Duan Xiaoran, Li Chunyang, Wang Tuanwei, Feng Xiaolei, Cui Liuxin, Yao Wu, Wang Wei
Clin Lab. 2016;62(6):1179-82. doi: 10.7754/clin.lab.2015.150942.
In recent research, it has been shown that there have been variants of rs894160 within the PLINI gene which have been associated with obesity, type 2 diabetes, and other diseases. But the isoschizomers such as the Mn1I enzyme required for the detection of this polymorphism are expensive.
The study used an improved PCR-RFLP method with mismatched base for detection of the single nucleotide polymorphism rs894160.
After detecting 550 Chinese Han individuals, the genotype frequencies were 26.0% for AA, 50.0% for AG, and 24.0% for GG. The allelic frequencies were 51.0% for A and 49.0% for G. The PCR results were confirmed by DNA sequencing. The chi2 test showed the genotype and allele frequencies of PLIN1 do not deviate from Hardy-Weinberg equilibrium, and the sequences of amplified products were consistent with the one published in Genbank with the exception of mismatched base.
Based on the PCR with mismatched primers we designed, the PLIN1 polymorphisms could be identified effectively.
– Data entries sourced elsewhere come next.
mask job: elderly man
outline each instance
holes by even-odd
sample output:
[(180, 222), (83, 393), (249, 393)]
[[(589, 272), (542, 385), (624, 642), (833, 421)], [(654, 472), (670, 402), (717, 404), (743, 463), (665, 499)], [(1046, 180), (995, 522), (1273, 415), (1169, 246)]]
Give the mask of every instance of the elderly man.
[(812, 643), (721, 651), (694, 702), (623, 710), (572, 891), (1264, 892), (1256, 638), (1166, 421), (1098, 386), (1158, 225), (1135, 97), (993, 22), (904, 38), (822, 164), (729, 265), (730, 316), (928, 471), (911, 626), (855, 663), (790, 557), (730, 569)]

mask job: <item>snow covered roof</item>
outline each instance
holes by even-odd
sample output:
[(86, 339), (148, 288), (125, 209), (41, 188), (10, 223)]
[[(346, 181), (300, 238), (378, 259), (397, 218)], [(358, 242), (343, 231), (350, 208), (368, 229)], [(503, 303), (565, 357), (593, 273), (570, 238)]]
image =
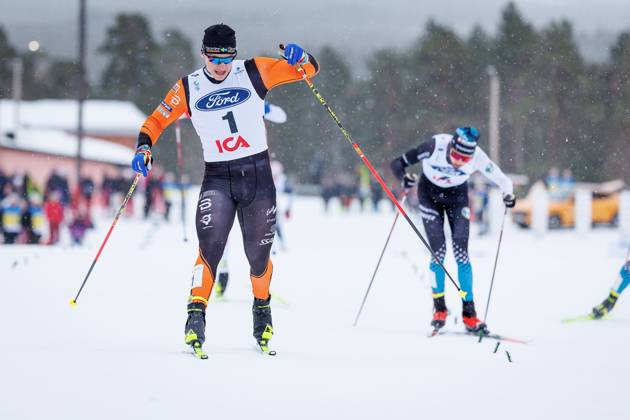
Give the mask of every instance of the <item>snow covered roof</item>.
[[(41, 99), (20, 102), (20, 125), (75, 131), (78, 103), (72, 99)], [(86, 132), (102, 135), (136, 136), (146, 116), (131, 102), (87, 100), (83, 108)], [(0, 129), (13, 131), (14, 101), (0, 100)]]
[[(77, 137), (61, 130), (22, 129), (17, 140), (0, 136), (0, 147), (74, 158)], [(107, 140), (84, 137), (81, 155), (87, 160), (128, 165), (133, 150)]]

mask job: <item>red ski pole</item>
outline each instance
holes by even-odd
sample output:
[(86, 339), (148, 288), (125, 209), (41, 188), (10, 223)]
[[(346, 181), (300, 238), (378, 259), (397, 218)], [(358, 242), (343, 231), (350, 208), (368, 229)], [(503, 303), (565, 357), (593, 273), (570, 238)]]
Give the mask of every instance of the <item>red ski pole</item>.
[(101, 252), (103, 252), (103, 248), (105, 248), (105, 244), (107, 243), (107, 240), (109, 239), (109, 235), (112, 234), (112, 231), (114, 230), (114, 226), (116, 226), (116, 223), (118, 223), (118, 219), (120, 218), (120, 215), (125, 209), (125, 205), (127, 205), (127, 202), (131, 198), (131, 194), (133, 194), (133, 190), (136, 189), (136, 185), (138, 185), (139, 180), (140, 180), (140, 174), (136, 174), (136, 177), (134, 178), (133, 183), (131, 184), (131, 187), (129, 188), (129, 191), (127, 192), (127, 195), (125, 196), (123, 203), (120, 205), (120, 208), (118, 209), (118, 212), (116, 213), (116, 216), (114, 217), (114, 221), (112, 222), (112, 225), (109, 227), (109, 230), (107, 231), (107, 235), (105, 235), (105, 239), (103, 240), (101, 247), (98, 249), (98, 252), (96, 253), (96, 257), (94, 258), (94, 261), (92, 261), (92, 265), (90, 266), (88, 273), (85, 275), (85, 278), (83, 279), (83, 283), (81, 283), (81, 287), (79, 288), (77, 295), (74, 297), (74, 299), (70, 300), (71, 306), (77, 306), (77, 299), (79, 299), (79, 295), (81, 294), (81, 291), (83, 290), (83, 286), (85, 286), (87, 279), (90, 277), (90, 274), (92, 273), (92, 269), (96, 265), (96, 261), (98, 261), (98, 258), (101, 256)]

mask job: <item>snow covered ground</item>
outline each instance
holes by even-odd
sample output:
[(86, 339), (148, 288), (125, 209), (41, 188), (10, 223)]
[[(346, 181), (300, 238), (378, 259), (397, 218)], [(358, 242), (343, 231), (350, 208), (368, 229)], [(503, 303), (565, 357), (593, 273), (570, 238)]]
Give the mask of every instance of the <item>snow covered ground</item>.
[[(274, 257), (272, 293), (288, 303), (273, 301), (276, 357), (254, 350), (238, 226), (206, 361), (183, 343), (192, 225), (184, 243), (179, 223), (122, 219), (74, 309), (111, 219), (83, 248), (0, 246), (0, 419), (630, 418), (630, 297), (609, 320), (560, 322), (608, 293), (617, 231), (506, 230), (488, 325), (531, 342), (495, 354), (492, 340), (427, 338), (428, 255), (402, 219), (353, 327), (393, 213), (324, 214), (314, 199), (293, 213)], [(471, 238), (480, 315), (497, 239)], [(447, 291), (448, 328), (461, 329)]]

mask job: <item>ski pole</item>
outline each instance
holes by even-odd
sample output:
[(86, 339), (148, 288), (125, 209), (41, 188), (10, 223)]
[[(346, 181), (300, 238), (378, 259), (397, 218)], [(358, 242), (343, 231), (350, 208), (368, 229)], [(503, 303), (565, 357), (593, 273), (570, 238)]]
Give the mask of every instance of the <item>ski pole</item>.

近期研究表明,PLIN1基因内的rs894160存在多种变体,这些变体与肥胖症、2型糖尿病及其他疾病有关。但检测该多态性所需的同裂酶,如Mn1I酶,价格昂贵。
本研究采用改进的带有错配碱基的PCR-RFLP方法检测单核苷酸多态性rs894160。
对550名中国汉族个体进行检测后,AA基因型频率为26.0%,AG基因型频率为50.0%,GG基因型频率为24.0%。等位基因频率A为51.0%,G为49.0%。PCR结果经DNA测序确认。卡方检验显示,PLIN1的基因型和等位基因频率未偏离哈迪-温伯格平衡,除错配碱基外,扩增产物序列与Genbank中公布的序列一致。
基于我们设计的错配引物PCR,可以有效鉴定PLIN1多态性。